Yes, that is right – any hash function will do. Multiplying by 37 isn't actually the best possible mixer, and there's no separate additive value either. But it does the job; any possible improvement is marginal at best.
Btw: Do you actually write code that puts matrices as keys in a hashtable? And would the marginal difference in hash separation matter at all?
Yes, that is right -- any hash function will do. Multiplying by 37 isn't actually the best possible mixer, and there's no separate additive value either. But it does the job; any possible improvement is marginal at best.
Yes. But should I still post some marginal fixes or am I wasting my time and the time of the dev team?
In other words, should we post small contributions not?

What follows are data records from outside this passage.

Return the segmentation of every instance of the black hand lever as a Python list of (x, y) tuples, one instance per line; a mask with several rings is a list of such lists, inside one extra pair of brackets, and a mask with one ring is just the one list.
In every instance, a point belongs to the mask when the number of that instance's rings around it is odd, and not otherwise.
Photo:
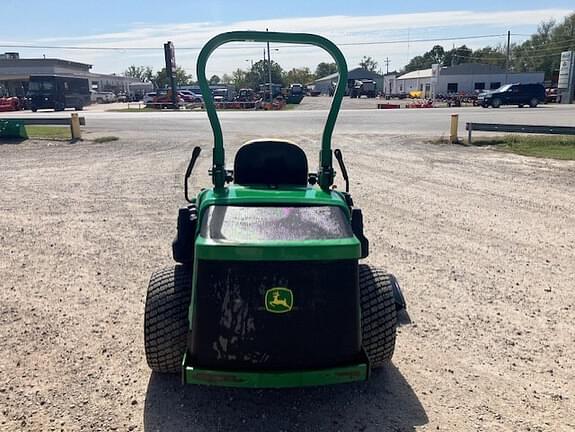
[(188, 164), (188, 169), (186, 170), (186, 175), (184, 176), (184, 196), (186, 197), (186, 201), (191, 203), (192, 200), (188, 197), (188, 179), (192, 174), (192, 170), (194, 169), (194, 165), (196, 164), (196, 160), (200, 156), (200, 152), (202, 149), (200, 147), (194, 147), (192, 151), (192, 157), (190, 159), (190, 163)]
[(345, 169), (345, 164), (343, 163), (343, 156), (341, 154), (340, 149), (335, 149), (333, 151), (335, 158), (337, 159), (337, 163), (339, 164), (339, 169), (341, 170), (341, 175), (345, 180), (345, 191), (349, 193), (349, 177), (347, 176), (347, 170)]

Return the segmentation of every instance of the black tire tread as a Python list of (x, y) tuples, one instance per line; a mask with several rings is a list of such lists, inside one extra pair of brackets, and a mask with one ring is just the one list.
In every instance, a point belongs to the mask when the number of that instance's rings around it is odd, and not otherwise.
[(397, 313), (391, 275), (367, 264), (359, 265), (363, 348), (372, 368), (393, 357)]
[(192, 272), (176, 265), (152, 274), (144, 313), (146, 360), (154, 372), (178, 373), (186, 350)]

jwatte said: Btw: Do you actually write code that puts matrices as keys in a hashtable? And would the marginal difference in hash separation matter at all?
Sometime, programmers want to put the matrices in a Set<Matrix3f>, and the hashCode() is used there when we do any request, insertion or deletion on the set.
I don't understand what your "fix" fixes though. Do you have a test case to show that it causes a more even distribution?
No, but it saves the CPU time of 1 useless addition of the constant 37^2.
jwatte said: Also, using a hashCode() for unique index is dangerous, as there's no guarantee that two different matrices don't hash to the same code.
You don't need 2 different matrices to generate different hashcodes.
Extract from the JDK's javadoc:
It is not required that if two objects are unequal according to the equals(java.lang.Object) method, then calling the hashCode method on each of the two objects must produce distinct integer results. However, the programmer should be aware that producing distinct integer results for unequal objects may improve the performance of hashtables.